After completing this lesson, you will be able to:

  • explain how a pico is a first-class Internet citizen

  • explain channels and use the developer UI to manage them

  • send events and queries to a pico using a browser, and the "Testing" tab

  • use logs

  • use the klog() operator

Motivation

When thinking about the idea of a pico, you have to understand that a pico is essentially a digital representation of "something". That "something" could be physical (like a temperature sensor) or conceptual (like a collection of sensors). The KRL rulesets installed on a given pico perform the magic that makes this digital representation behave the way you expect. And yet, how does a pico stay in sync with its physical device? How does it keep track of the new sensor you just added to the collection? How does it provide data to outside sources like web apps, or even a terminal using curl?

Here enter Events and Queries. Queries are very simple because the only thing they can do is call a function. This function is defined in the global block of a KRL ruleset installed on your pico. As a result, a query is not capable of changing state or taking action (like sending a text message). On the other hand, events can modify state and perform side effects. Incoming events are handled by the rules defined in a KRL ruleset.

This lesson aims to teach you how to send Events and Queries to a given pico.

Prerequisites

  • complete the Pico-Engine Quickstart

  • have the hello_world ruleset from the Quickstart installed in a pico

  • have installed Postman, or some other HTTP app.

Contents

Video Tutorial

 

video shows an older developer UI

It is still correct in its discussion of picos and KRL, but doesn't match the current developer UI



Pico as an internet citizen

A pico (quoting from Rebuilding KRL):

  • is capable of receiving events and queries on Internet channels,

  • interacts with other picos, even if they're hosted on another instance of the evaluator somewhere else on the Internet, and

  • can call and be called from Internet-hosted APIs.

Picos respond to events and queries using two different URL formats. Events are sent to a pico using the Sky Event API. Queries are made using the Sky Cloud API

The Sky Event API describes the event API pattern for a pico including what components are important and how those components are encoded in an HTTP method (GET or POST). The specific API for a given pico, however, depends on which rulesets are installed since it is rules that respond to events. Similarly, the Sky Cloud API defines the patterns for queries that a pico understands. Again this is a meta-API since the queries that any given pico responds to depend on the rulesets installed. Queries are thus implementable with different code than the event processing and, in practice, tend to be much faster.

A pico has multiple URL's that can be used to query its state and send it events.

events

Here is a sample URL that sends an event to a pico like the one you created in the Pico-Engine Quickstart:

http://localhost:3000/sky/event/ckcvuri6r0017conl4siq0q3r/1556/echo/hello

Breaking this URL into components:

  • "http://" identifies HTTP as the protocol

  • "localhost:3000" is the domain name and port of the pico engine which hosts the pico

  • "sky/event" identifies this as an event for the pico

  • "ckcvuri6r0017conl4siq0q3r" is one of the pico's event channel identifiers (ECI) (yours will be different)

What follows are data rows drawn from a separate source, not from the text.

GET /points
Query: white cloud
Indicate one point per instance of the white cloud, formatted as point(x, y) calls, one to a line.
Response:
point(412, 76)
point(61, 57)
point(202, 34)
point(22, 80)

  • "1556" is an arbitrary string which serves as an event identifier (EID) and correlation ID. (useful when looking at logs)

  • "echo" identifies the domain of the event

  • "hello" identifies the type of the event

queries

Here is a sample URL that sends a query to a pico:

http://localhost:3000/sky/cloud/ckcvuri6r0017conl4siq0q3r/hello_world/hello?obj=Bob

This URL shares some components with the URL above for an event. The new components are:

  • "sky/cloud" identifies this as a query for the pico

  • "ckcvuri6r0017conl4siq0q3r" is one of the pico's event channel identifiers (ECI) (yours will be different)

  • "hello_world" is the ruleset identifier or RID

  • "hello" is the name of a shared function from that ruleset

  • "obj" is the name of an argument that the function expects

  • "Bob" is the value for that argument

Create a Channel

As you can see in the URLs for events and queries, channels are the way in which a pico can be identified by the pico engine.

A pico can have multiple channels. Best practice is to create a channel for each purpose or correspondent. There are several reasons for this:

  • A single-purpose channel can be revoked without affecting other relationships the pico has.

  • Unique channels prevent correlation by third parties (protecting privacy)

  • The main channels, created at the same time as the pico, cannot be replaced except by deleting the pico and creating a replacement pico. 

Each channel has a unique identifier and one or more tags, along with a policy (which will be discussed in a later lesson).

To create a new channel, visit the "Channels" tab:

Note that the channel identifiers you will see are assigned by your pico engine, and will differ from the ones seen in these screenshots.

Use "hello_world" as a tag, "allow echo:*" as the event policy, "hello_world/*" as the query policy, and click the "Add" button to create a new channel.

Congratulations! You have created your first channel. You can confirm its policy by checking the box beside its identifier.

Note that you are able to delete channels that you create.

Make a note of the event channel identifier (ECI) assigned to your temporary channel. You will be using this "hello_world" channel throughout the rest of this lesson.

Sending events through the channel

Since a pico is a first-class internet citizen, there are many ways in which you can send it an event. We will look at two of these three ways:

  1. Directly using a URL through a client (ex. a browser, or the `curl` command at the command line)

  2. Using the "Testing" tab of the UI

  3. Using Postman or some other console for RESTful APIs

1. Directly using a URL

Construct a URL that identifies your Pico by the channel id that you created in the previous section. Remember to replace the channel identifier in the sample URL with the identifier of your "hello_world" channel. Also, you may choose your own event identifier (rather than use "5", as we did for this screenshot).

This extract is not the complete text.